It’s generally wise to seek the advice of a real estate attorney any time you buy or sell a property. Common sale scenarios pose specialized legal risk, and you should consult an experienced attorney if any of the following apply to your sale:
- Judgements or liens: If there’s a lien on your property, retain an attorney to evaluate the validity of the lien and how to remove it before it holds up a sale.
- Heir to a property: If you’re an out-of-state heir, you should work with an attorney to ensure all ownership and title issues are in order. Talk about disclosure issues and how to best represent a property when you may have little knowledge of its past or potential concerns.

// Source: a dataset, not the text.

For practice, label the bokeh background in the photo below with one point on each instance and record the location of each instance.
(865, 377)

- Joint ownership: The ownership structure of your property may impact your ability to sell, particularly if it’s a jointly inherited house. Ensure all joint tenants are on the same page and agree how to split the proceeds. A qualified attorney can help sort out deed issues and sale agreements to ensure your interests are protected and the house can legally be sold.
- Unmarried domestic partners: Once you and your partner have agreed on expectations, contact a real estate attorney who can draft a home sale agreement that establishes how proceeds will be allocated and what responsibility each party will take for any debts or encumbrances.

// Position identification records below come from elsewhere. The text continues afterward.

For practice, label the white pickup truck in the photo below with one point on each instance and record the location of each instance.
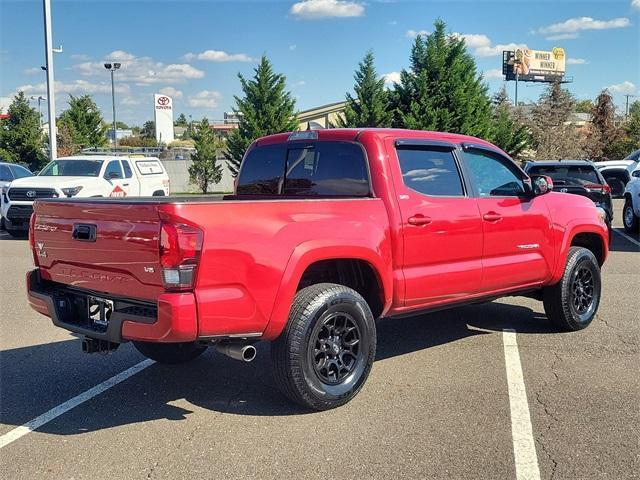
(83, 176)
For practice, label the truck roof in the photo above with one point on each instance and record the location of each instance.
(351, 134)
(104, 157)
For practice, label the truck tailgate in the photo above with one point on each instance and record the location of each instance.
(114, 248)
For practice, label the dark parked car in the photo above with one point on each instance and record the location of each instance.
(579, 177)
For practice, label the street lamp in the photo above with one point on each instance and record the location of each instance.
(112, 67)
(39, 98)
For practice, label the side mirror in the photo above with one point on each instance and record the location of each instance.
(541, 184)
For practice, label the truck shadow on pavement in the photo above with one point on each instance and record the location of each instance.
(38, 378)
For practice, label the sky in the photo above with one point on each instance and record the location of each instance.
(193, 51)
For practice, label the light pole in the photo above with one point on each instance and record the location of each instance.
(112, 67)
(39, 98)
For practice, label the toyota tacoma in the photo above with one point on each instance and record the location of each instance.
(326, 232)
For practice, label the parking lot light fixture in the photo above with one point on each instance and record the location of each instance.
(112, 67)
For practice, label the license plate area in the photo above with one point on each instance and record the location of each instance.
(99, 310)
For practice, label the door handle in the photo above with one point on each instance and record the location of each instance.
(419, 220)
(492, 217)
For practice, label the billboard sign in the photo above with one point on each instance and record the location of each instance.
(534, 65)
(163, 114)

- Disclosure concerns: If you’re concerned about potential issues with the property (e.g., a death on the property or nuisance neighbors), consult an attorney about your disclosure obligations. Remember, you’re required to answer buyers’ questions truthfully, to the best of your ability.
Selling a home will probably be one of the largest transactions you participate in during your life. Even if you don’t anticipate any of the challenges above, an attorney can provide valuable professional guidance. He or she will review contracts, negotiate repairs, and coordinate with the title company, working to ensure the sale takes place in a fair way and protecting your rights and interests.